In July, Union Pacific (UP), the largest railroad by revenue in the United States, announced plans to acquire Norfolk Southern (NS), the country’s fourth largest railroad. With UP’s dominance west of the Mississippi River and NS’s dominance to the east, the combined $250 billion railroad would create the first coast-to-coast railroad company and leave America’s already consolidated rail system even more concentrated.
Freight railroads are the backbone of the United States economy. They move the inputs and outputs of nearly every industry: grain, coal, steel, lumber, chemical, and finished goods like automobiles. A functional, competitive freight rail system is necessary if the United States wants to reshore manufacturing or build a green economy.

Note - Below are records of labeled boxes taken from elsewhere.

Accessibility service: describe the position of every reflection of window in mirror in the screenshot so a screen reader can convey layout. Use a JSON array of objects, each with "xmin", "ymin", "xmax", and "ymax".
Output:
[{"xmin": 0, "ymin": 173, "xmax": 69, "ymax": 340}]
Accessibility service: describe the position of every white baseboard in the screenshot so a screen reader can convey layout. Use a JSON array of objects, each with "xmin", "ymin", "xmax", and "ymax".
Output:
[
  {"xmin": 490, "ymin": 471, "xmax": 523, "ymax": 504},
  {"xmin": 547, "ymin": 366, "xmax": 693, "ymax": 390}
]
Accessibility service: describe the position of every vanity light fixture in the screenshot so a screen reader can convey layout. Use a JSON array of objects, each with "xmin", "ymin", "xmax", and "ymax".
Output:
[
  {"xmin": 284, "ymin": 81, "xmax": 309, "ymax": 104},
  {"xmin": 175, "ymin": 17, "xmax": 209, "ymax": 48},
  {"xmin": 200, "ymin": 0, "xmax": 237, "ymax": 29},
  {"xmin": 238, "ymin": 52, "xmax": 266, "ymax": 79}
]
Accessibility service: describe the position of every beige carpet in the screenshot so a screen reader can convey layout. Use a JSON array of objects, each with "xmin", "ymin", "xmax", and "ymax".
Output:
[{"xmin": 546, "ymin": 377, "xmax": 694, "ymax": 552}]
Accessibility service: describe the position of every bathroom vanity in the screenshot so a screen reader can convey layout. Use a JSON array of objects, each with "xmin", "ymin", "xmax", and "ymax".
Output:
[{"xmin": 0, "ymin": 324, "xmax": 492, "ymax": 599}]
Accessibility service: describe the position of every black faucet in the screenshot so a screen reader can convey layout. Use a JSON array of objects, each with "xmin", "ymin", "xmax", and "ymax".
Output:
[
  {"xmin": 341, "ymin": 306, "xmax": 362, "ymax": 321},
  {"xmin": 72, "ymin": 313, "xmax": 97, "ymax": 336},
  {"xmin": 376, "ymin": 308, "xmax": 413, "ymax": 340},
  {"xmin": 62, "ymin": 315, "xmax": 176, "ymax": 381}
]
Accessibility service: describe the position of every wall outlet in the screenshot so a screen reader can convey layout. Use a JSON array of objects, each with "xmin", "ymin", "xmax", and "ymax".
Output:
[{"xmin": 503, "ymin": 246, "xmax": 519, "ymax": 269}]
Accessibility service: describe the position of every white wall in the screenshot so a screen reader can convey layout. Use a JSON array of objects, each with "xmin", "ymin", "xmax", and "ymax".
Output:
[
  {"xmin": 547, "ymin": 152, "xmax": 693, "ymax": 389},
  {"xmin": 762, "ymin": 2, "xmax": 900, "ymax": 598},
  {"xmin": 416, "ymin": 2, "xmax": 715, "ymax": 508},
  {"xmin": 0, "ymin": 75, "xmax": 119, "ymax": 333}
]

At first glance, a freight railroad that spans the United States might appear to bring significant efficiencies—faster transit times and more efficient routing because traffic would not need to be interchanged between the railroads. However, experience shows that mergers often result in chaos instead of coordination. The 2023 combination of Canadian Pacific and Kansas City Southern, the first large railroad merger in more than two decades, quickly ran into trouble, causing delays, service failures, and growing frustration among shippers. When Union Pacific acquired Southern Pacific and CSX and NS absorbed Conrail in the 1990s, the combined companies attempted to “rationalize” their systems, creating nationwide service meltdowns so severe that regulators were forced to impose a 15-month merger moratorium.
Rather than streamline freight services, these mega-mergers tend to break systems and concentrate power.